Back to neurologic infections
The researchers stated that the majority (77%) of AIDS-defining neurologic infections occurred before 2011. In contrast, the majority (80%) of non-AIDS-defining infections occurred between 2011 and 2018.
People with HIV who had a neurologic infection (regardless of its relationship to AIDS) were more likely to experience seizures and strokes (16%) than people with HIV who did not have a neurologic infection (4%).
What’s more, researchers found that people who had a neurologic infection subsequently had double the risk of death from any cause and were over six times more likely to die from an HIV-related complication compared to people who did not have a neurologic infection. This increased risk of death from HIV-related complications suggests that the presence of both HIV and certain microbes that attack the brain increases each other’s ability to cause serious injury to the immune system.
The researchers did not assess adherence to HIV treatment (ART) or the use of medicines to reduce the risk of AIDS-defining neurologic infections.
Other research has found that the risk of all AIDS-defining infections has fallen significantly in the current era. This is because of ART and its tremendous impact on strengthening the immune system.
It is very likely that the use of ART in the current era also helped to reduce the risk for AIDS-defining neurologic infections. However, there is comparatively less research on non-AIDS-defining infections in the current era.
Understanding risk factors in some African, Caribbean and Black people
As mentioned earlier, people who were African, Caribbean or Black were at increased risk for neurologic infections. The researchers proposed that factors such as “lack of culturally sensitive healthcare, higher rates of poverty, and stigma surrounding HIV diagnoses are barriers to HIV treatment, increasing the risk of developing neurologic infections.” Although these factors were not investigated further, it is possible that they were over-represented in people who were African, Caribbean or Black. The researchers also noted that people born in regions such as sub-Saharan Africa who later immigrated to Canada may be more likely to have been exposed early on in life to tuberculosis-causing bacteria and toxoplasma (the parasite that causes toxoplasmosis). Such early exposure may have increased their risk for future brain infections if they also developed severe immune deficiency related to HIV.
Non-AIDS-defining infections
In the present study, neurosyphilis was relatively common in the current era. The researchers attributed the ongoing outbreak of syphilis in Alberta to be a driving factor for neurosyphilis in their study.
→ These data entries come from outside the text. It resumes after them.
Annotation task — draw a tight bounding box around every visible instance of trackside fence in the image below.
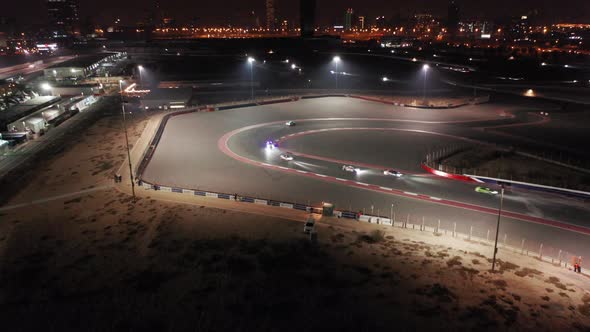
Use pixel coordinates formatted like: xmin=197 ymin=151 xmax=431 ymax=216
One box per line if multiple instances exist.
xmin=140 ymin=181 xmax=587 ymax=275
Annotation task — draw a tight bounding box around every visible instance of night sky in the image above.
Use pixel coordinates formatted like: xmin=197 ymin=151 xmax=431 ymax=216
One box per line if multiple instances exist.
xmin=0 ymin=0 xmax=590 ymax=25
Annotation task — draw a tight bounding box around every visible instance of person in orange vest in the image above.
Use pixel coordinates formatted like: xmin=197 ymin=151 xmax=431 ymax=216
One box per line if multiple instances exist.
xmin=572 ymin=256 xmax=582 ymax=273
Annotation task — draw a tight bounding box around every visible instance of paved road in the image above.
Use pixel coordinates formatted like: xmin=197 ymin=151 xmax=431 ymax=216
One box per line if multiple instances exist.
xmin=143 ymin=98 xmax=590 ymax=255
xmin=0 ymin=97 xmax=112 ymax=179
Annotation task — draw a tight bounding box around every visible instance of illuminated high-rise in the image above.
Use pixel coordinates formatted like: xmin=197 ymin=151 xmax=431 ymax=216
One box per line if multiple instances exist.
xmin=344 ymin=8 xmax=354 ymax=31
xmin=47 ymin=0 xmax=79 ymax=38
xmin=447 ymin=0 xmax=459 ymax=36
xmin=266 ymin=0 xmax=275 ymax=31
xmin=299 ymin=0 xmax=316 ymax=38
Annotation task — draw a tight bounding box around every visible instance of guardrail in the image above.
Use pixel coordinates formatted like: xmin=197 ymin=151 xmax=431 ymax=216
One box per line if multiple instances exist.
xmin=140 ymin=182 xmax=588 ymax=276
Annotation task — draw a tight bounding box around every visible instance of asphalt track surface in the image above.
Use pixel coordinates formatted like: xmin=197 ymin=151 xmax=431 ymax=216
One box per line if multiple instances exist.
xmin=142 ymin=97 xmax=590 ymax=257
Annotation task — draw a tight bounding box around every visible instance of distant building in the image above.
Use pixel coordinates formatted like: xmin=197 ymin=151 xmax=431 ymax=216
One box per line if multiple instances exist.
xmin=141 ymin=88 xmax=193 ymax=110
xmin=344 ymin=8 xmax=354 ymax=31
xmin=266 ymin=0 xmax=275 ymax=31
xmin=47 ymin=0 xmax=79 ymax=38
xmin=299 ymin=0 xmax=316 ymax=38
xmin=43 ymin=52 xmax=127 ymax=81
xmin=447 ymin=0 xmax=460 ymax=36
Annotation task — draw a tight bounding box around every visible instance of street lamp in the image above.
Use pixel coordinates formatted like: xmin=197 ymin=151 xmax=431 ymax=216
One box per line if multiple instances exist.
xmin=248 ymin=56 xmax=256 ymax=100
xmin=422 ymin=63 xmax=430 ymax=104
xmin=389 ymin=203 xmax=394 ymax=225
xmin=137 ymin=65 xmax=143 ymax=86
xmin=119 ymin=80 xmax=136 ymax=202
xmin=492 ymin=185 xmax=504 ymax=272
xmin=332 ymin=56 xmax=340 ymax=89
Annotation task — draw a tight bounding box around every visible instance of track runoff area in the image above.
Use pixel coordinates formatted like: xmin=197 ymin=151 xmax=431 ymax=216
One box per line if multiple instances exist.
xmin=141 ymin=97 xmax=590 ymax=257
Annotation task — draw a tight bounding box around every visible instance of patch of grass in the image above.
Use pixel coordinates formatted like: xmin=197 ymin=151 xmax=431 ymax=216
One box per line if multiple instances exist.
xmin=447 ymin=256 xmax=463 ymax=267
xmin=514 ymin=267 xmax=543 ymax=278
xmin=357 ymin=229 xmax=385 ymax=244
xmin=491 ymin=279 xmax=508 ymax=289
xmin=545 ymin=277 xmax=567 ymax=290
xmin=415 ymin=283 xmax=457 ymax=303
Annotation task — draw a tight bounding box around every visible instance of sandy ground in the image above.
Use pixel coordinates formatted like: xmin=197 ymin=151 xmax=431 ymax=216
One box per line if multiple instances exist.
xmin=0 ymin=104 xmax=590 ymax=331
xmin=441 ymin=147 xmax=590 ymax=191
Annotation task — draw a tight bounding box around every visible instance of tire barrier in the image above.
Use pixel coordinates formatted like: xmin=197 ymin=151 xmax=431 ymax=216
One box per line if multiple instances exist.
xmin=141 ymin=181 xmax=316 ymax=218
xmin=420 ymin=163 xmax=480 ymax=182
xmin=465 ymin=174 xmax=590 ymax=199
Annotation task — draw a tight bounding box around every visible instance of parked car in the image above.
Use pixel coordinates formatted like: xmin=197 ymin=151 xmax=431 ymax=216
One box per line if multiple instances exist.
xmin=342 ymin=165 xmax=361 ymax=173
xmin=383 ymin=169 xmax=403 ymax=178
xmin=475 ymin=186 xmax=498 ymax=195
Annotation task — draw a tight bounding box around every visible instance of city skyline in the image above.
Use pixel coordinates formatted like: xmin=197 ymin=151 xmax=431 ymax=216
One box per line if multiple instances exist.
xmin=2 ymin=0 xmax=590 ymax=26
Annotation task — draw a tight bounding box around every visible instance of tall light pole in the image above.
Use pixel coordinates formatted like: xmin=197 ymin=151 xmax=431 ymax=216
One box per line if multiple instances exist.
xmin=389 ymin=203 xmax=393 ymax=225
xmin=332 ymin=56 xmax=340 ymax=90
xmin=138 ymin=65 xmax=143 ymax=87
xmin=422 ymin=63 xmax=430 ymax=104
xmin=248 ymin=57 xmax=256 ymax=100
xmin=492 ymin=185 xmax=504 ymax=272
xmin=119 ymin=80 xmax=135 ymax=202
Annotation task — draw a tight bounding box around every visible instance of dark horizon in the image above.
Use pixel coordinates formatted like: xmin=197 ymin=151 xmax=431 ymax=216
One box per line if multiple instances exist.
xmin=1 ymin=0 xmax=590 ymax=26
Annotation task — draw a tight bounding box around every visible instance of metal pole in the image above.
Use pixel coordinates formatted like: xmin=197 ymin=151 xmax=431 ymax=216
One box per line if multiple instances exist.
xmin=423 ymin=70 xmax=428 ymax=104
xmin=389 ymin=203 xmax=393 ymax=223
xmin=492 ymin=186 xmax=504 ymax=272
xmin=250 ymin=62 xmax=254 ymax=100
xmin=335 ymin=61 xmax=340 ymax=90
xmin=121 ymin=98 xmax=135 ymax=201
xmin=119 ymin=81 xmax=141 ymax=202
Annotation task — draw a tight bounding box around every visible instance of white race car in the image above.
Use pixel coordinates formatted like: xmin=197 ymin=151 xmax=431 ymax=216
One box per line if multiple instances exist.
xmin=281 ymin=153 xmax=293 ymax=161
xmin=383 ymin=169 xmax=403 ymax=178
xmin=342 ymin=165 xmax=361 ymax=173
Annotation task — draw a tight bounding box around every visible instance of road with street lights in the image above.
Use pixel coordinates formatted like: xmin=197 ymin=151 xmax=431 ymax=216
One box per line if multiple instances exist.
xmin=142 ymin=97 xmax=590 ymax=255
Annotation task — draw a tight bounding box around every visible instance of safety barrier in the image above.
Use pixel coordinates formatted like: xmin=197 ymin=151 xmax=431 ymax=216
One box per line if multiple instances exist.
xmin=141 ymin=181 xmax=320 ymax=218
xmin=420 ymin=163 xmax=478 ymax=182
xmin=349 ymin=95 xmax=476 ymax=109
xmin=136 ymin=182 xmax=579 ymax=274
xmin=465 ymin=174 xmax=590 ymax=198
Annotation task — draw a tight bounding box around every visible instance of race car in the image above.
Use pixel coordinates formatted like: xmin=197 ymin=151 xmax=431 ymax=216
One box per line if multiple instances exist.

There was a relatively low use of vaccines to prevent shingles and other complications (caused by VZV infection) during the study period. The cost of these vaccines was not subsidized, which may account for it not being widely used by study participants.
Advice from the researchers
A major risk factor for all neurologic infections was having a CD4+ count that fell below the 200 cell/mm3 mark at some point in a person’s life. To minimize this, the researchers called for “early HIV diagnosis and prompt initiation of ART.” To help prevent non-AIDS-defining infections, vaccines such as those that reduce the risk of shingles need to be subsidized and made available to people with HIV.
—Sean R. Hosein
REFERENCES:
- Wan MM, Gill MJ, Fonseca K, et al. Neurologic infections in people with HIV: shifting epidemiological and clinical patterns. AIDS. 2023; in press.
- Zou J, Krentz HB, Lang R, et al. Seropositivity, risks, and morbidity from varicella-zoster virus infections in an adult PWH cohort from 2000-2020. Open Forum Infectious Diseases. 2022 Aug 9;9(8): ofac395.
- Chang CC, Crane M, Zhou J, et al. HIV and co-infections. Immunological Reviews. 2013 Jul;254(1):114-42.